Musings of an Inappropriate Woman: Mad Men: Meta-story of Women's Liberation or Patriarchy Porn?

rachelhills:

Cassandra writes: Question for a bright feminist - why do so many women get upset that I find mad men depressing? If I say it looks like patriarchy porn men say fair enough but lots of women get upset and say it’s a metastory of womens liberation. no doubt you get many random pop culture…

Well, here’s the thing - I have tried to get my Mother into Mad Men. She’s seen a couple of episodes, but has said, “I really don’t want to relive that, honey.” In some ways, as a ginned-up soap opera that’s a record of a time where ideas were backward, it’s completely depressing, depending on your context.

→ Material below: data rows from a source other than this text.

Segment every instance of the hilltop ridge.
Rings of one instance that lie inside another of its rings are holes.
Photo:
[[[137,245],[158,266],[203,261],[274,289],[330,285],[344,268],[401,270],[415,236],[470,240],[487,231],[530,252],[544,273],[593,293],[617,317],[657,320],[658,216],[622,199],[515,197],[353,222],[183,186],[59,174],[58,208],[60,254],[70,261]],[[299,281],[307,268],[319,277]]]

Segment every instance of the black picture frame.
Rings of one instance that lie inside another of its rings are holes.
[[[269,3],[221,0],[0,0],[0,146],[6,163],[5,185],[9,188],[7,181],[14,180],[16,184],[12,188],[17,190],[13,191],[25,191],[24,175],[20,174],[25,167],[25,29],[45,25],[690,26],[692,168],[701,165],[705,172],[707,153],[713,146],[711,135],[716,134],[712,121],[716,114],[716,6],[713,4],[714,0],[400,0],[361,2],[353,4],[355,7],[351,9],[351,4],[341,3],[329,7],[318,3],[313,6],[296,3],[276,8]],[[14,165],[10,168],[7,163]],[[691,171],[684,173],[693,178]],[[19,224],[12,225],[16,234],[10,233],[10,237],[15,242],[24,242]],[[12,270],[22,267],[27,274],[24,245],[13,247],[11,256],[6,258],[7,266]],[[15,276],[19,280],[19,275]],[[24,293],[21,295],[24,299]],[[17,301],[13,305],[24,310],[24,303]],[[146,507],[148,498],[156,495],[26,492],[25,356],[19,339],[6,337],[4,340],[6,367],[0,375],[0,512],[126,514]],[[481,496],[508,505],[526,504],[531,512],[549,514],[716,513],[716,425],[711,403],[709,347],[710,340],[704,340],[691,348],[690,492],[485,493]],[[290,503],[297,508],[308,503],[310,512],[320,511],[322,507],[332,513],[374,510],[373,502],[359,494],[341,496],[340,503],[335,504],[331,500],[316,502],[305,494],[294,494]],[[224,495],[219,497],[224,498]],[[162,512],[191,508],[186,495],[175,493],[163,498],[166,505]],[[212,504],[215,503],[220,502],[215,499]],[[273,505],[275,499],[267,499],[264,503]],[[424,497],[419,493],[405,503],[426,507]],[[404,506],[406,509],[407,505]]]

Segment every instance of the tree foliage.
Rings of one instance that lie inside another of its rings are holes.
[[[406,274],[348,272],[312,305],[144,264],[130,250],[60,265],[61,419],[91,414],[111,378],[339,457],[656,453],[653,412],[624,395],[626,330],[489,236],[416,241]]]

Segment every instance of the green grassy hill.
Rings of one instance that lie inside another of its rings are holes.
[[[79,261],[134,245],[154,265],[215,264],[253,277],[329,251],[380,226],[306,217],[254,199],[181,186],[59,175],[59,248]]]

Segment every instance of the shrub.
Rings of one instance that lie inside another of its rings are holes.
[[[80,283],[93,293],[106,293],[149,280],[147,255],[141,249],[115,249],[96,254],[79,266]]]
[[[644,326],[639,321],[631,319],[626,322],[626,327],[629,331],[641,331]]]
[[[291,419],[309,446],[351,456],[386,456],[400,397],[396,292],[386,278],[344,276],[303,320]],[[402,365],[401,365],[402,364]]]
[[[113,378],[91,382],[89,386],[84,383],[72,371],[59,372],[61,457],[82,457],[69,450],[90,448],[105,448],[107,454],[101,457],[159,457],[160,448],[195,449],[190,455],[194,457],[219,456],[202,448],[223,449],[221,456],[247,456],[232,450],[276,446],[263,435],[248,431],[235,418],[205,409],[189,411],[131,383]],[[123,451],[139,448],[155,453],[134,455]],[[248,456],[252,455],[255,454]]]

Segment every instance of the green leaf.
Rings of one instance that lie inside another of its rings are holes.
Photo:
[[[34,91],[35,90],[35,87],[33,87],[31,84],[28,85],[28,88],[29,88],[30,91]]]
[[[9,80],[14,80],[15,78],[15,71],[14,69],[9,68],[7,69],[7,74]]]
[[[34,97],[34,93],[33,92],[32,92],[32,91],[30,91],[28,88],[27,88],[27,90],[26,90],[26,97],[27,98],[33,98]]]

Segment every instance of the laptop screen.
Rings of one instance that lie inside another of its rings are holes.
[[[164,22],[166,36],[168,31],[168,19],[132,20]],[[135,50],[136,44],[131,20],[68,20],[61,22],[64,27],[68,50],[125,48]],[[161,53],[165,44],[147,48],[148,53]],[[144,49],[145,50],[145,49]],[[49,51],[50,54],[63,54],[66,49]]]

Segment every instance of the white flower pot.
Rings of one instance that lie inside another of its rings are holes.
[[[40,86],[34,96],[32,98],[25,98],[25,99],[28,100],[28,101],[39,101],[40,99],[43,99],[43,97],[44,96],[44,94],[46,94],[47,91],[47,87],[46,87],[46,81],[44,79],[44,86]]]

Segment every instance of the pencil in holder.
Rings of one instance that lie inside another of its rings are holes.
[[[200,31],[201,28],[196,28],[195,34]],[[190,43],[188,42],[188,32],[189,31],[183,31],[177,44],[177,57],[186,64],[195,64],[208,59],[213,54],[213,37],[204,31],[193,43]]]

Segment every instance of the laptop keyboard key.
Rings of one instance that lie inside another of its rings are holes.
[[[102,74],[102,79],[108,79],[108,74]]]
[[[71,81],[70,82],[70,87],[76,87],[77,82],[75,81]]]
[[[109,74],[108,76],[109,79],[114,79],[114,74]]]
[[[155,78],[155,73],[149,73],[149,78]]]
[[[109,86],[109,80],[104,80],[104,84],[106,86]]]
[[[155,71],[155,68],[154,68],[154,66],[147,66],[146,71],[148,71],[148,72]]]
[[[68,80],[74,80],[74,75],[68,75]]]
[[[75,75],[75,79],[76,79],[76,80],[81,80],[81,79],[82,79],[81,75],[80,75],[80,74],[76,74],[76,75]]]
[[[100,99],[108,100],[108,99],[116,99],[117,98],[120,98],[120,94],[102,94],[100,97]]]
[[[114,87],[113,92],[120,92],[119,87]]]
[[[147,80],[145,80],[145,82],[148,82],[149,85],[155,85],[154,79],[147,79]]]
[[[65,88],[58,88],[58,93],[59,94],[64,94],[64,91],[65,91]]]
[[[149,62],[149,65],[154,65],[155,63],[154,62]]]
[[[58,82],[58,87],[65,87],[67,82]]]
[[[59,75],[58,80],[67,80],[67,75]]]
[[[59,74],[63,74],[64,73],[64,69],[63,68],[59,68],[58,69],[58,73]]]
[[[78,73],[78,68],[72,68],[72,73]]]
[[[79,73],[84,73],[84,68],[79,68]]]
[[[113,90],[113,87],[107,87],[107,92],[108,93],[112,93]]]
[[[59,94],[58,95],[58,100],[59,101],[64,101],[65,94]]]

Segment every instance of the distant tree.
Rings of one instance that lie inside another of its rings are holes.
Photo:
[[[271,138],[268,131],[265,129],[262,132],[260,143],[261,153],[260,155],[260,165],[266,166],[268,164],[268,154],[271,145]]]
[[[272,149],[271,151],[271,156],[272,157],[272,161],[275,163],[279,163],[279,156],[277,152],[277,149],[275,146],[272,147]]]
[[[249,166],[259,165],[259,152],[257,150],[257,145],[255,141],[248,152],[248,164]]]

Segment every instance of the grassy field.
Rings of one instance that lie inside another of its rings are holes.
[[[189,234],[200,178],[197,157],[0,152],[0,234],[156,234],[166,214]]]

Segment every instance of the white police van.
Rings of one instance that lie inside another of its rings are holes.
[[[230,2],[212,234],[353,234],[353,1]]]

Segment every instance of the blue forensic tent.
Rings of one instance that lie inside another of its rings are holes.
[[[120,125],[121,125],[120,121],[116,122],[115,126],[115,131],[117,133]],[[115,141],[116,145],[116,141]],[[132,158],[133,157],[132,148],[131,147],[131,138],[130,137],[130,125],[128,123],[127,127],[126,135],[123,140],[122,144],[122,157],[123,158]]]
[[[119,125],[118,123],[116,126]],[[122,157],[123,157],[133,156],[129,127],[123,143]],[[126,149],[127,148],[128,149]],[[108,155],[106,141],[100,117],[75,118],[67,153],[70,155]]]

It feels like a lot of the Mad Men audience is at the age where it just seems exotic.

*Whether it ends up as a metastory about women’s liberation probably depends on how the show ends, is my guess. Is it Don Draper’s story, or is it Peggy Olsen’s?

Books and visceral reactions



When I finished Revolutionary Road, I was in a coffeeshop in the West Village, killing time because I was late for a yoga class and didn’t get in, but it was way too early to get to work. Reading Revolutionary Road, as a woman in a serious relationship, was a very different experience from when I banged through it in high school. The writing was still exquisite, of course, but I understood the characters in a deeper way; their hopes and aspirations of how life in Paris would make them interesting, fascinating people; the way that they boxed themselves into a corner thanks to time and choices. I related to some of that idealism. When I came to the end, I couldn’t put the book back in my purse. It scared me. It was a live thing, a record of life at its rawest and its most emotionally excruciating and the fears that we all have, as people trying to exist and find some proof of worth in that question. I felt like it was a snake, and I didn’t want its physical presence anywhere near me. I ran out of the coffeeshop and walked, briskly, to work.

Regret is a stupid, self-defeating concept, but I do have one that sticks in my mind. Last year, some high school kids were putting on a version of “Revolutionary Road: The Play.” The poster featured a boy and a girl dressed in Mad Men-wear, striking a faux wise and weary look in front of a brick wall. I do regret missing high schoolers taking on Revolutionary Road as theater. It had to have been incredible.



When I finished Desperate Characters, I started laughing. But it was a strange laugh, a sound I hadn’t made before. Deep and long and hearty. I wasn’t quite sure what was in that laughter. It wasn’t funny ha-ha. It was something different.

Needless to say, both of these books are masterpieces.